Aquele som a atormentava, confundiam seu caminho e sua esperança do certo e errado. Os carros agitados de fim de semana se esbarravam pelas ruas e pareciam contentes em atropelar uns aos outros com suas buzinas estridentes, que mais a distraiam que guiavam, as bicicletas coloridas na contra-mão ainda ponderando atalhos ou ruas compridas, todas em busca de caminhos rápidos e ela resgatando alma no fundo das lembranças de onde a sede insuportável começou. Ela só queria se tele-transportar rápido sem chamar a atenção demais dos seus cúmplices do tráfego que buscavam seus seios balançando no galope das ruas esburacas e percebendo o embaçado dos seus cabelos chamativos a cada jorrada de vento frio, chamando para si toda a atenção dos seus demônios pessoais e pareceu estupido endemoniar homens e correr ao encontro de um. Um dos seus perseguidores a chamou e se posicionou num tropego mais rápidos, e ela o ignorou rapidamente, em algum lugar do mundo das horas era tarde, e ela, só. Por um instante de segundo, ela sentiu culpa pelo desejo dos outros homens e quis que isso parasse para que pudesse seguir seu caminho sem medo, mas para sua desgraça um botão se desprendeu, enchendo a gula da malícia. Pedalou de olhos fechados. Se se esforçasse sentiria as mãos grandes já pousadas sobre ela.

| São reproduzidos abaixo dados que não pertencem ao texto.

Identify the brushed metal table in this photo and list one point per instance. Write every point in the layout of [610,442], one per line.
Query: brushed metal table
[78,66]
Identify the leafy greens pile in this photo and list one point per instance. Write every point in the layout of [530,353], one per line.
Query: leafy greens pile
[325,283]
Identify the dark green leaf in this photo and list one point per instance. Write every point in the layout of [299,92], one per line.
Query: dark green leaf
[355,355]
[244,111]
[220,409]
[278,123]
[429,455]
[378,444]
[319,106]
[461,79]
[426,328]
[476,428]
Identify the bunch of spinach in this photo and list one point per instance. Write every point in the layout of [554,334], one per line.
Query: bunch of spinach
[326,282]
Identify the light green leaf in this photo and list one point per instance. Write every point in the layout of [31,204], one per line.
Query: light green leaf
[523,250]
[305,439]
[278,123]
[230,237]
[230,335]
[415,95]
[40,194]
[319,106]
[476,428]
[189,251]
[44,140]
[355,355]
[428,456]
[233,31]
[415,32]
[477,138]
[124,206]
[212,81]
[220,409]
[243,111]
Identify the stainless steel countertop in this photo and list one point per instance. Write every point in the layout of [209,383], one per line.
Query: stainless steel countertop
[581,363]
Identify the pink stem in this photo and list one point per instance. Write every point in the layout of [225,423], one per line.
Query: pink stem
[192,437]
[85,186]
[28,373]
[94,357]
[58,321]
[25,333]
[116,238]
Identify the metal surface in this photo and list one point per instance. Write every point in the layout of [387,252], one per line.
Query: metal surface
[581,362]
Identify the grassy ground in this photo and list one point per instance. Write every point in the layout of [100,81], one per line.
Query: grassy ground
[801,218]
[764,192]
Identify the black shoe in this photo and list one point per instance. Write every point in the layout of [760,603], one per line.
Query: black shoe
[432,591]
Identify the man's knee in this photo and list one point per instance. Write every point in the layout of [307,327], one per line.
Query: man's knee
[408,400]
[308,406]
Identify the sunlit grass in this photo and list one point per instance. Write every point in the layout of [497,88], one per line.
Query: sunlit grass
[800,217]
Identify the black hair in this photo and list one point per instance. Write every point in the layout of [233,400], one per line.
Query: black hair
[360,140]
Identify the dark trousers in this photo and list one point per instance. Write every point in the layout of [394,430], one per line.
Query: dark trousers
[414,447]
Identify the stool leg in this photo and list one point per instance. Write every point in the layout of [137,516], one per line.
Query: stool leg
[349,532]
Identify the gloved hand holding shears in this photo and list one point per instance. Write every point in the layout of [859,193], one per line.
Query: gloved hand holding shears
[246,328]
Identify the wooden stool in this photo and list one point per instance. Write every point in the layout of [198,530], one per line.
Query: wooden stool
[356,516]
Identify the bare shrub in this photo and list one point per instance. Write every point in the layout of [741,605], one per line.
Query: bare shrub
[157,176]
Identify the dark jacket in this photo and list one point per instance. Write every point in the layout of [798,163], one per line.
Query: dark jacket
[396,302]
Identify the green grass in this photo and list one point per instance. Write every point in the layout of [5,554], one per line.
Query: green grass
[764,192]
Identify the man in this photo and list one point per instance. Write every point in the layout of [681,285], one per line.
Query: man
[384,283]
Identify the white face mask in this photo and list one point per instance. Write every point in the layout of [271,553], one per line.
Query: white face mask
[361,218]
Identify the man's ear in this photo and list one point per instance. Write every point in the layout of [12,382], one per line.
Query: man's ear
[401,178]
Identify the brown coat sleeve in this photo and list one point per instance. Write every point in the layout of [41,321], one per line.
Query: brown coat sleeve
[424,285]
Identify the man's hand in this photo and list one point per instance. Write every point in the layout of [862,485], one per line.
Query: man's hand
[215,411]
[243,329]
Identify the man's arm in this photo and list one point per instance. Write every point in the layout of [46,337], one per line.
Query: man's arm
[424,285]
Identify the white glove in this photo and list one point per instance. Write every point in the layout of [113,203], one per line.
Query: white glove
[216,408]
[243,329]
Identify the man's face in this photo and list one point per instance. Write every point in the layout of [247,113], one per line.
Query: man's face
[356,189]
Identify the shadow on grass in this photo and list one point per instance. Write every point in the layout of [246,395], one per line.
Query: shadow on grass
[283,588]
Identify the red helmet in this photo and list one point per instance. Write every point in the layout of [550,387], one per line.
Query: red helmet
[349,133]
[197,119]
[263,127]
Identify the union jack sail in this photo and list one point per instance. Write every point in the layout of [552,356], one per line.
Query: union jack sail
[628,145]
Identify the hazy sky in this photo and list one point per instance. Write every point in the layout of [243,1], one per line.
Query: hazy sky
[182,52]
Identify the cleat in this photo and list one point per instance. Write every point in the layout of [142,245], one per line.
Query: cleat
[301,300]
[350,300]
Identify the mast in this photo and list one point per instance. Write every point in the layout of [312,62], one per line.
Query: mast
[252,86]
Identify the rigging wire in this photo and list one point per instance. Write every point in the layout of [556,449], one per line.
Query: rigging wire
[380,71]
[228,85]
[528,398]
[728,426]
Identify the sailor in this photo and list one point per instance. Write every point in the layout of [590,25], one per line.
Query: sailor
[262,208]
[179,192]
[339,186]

Seus olhos se abriam e fechavam em sufocamento, era como se os olhos vissem pela primeira vez, sua boca estava seca em curva de sons incompreensíveis e nada era humanos em um dialeto bizarro de um dueto feito por bocas agora desocupadas, suas mãos agarradas ao lençol da cama com veemência , seus joelhos levemente curvado oferecendo seu calor que fez queimar todo o corpo, todo chão e ar.
Se movimentaram juntos em contraste corpóreo se arregalando de espasmos alucinógenos e pode sentir que alguma coisa estava errada, ou certa demais. Era algemada pelas pernas em posição de rendição, mas dessa vez ela não queria comandar, só queria poder brincar de domingo e esticar essa sensação, para sempre. A cada entrada, a cada saída sentia-se mais próximo do centro de todas os pecados carnais, não haveria uma só vontade que seu corpo pedisse naquele momento que pudesse negar e ela em resposta não ousou se modificar apenas estendeu a pelve, o colo, o útero se colocando despudoradamente a ele, em um pedido de mais. Seus seios em auto relevo, molhados e arrepiados se misturavam entre cabelos soltos enroscados pelo corpo, cada vez mais rápido e urgentes, cada vez mais impiedosos e prazerosos, o suor lhe escorrendo a pele enquanto mente incapaz de captar todos os sentidos ao mesmo tempo se prostrou a escapar um gemido de satisfação que resolveram falar igual, ambas transbordando de gozo, de sede, de realização e de prazer.

Ela ajeitou o relógio do domingo encerrado e já era hora de contar as horas.
Ele ajeitou as tintas na tela e as jogou fora,
O gosto do seu sexo por dentro em nada tinha gosto de tinta.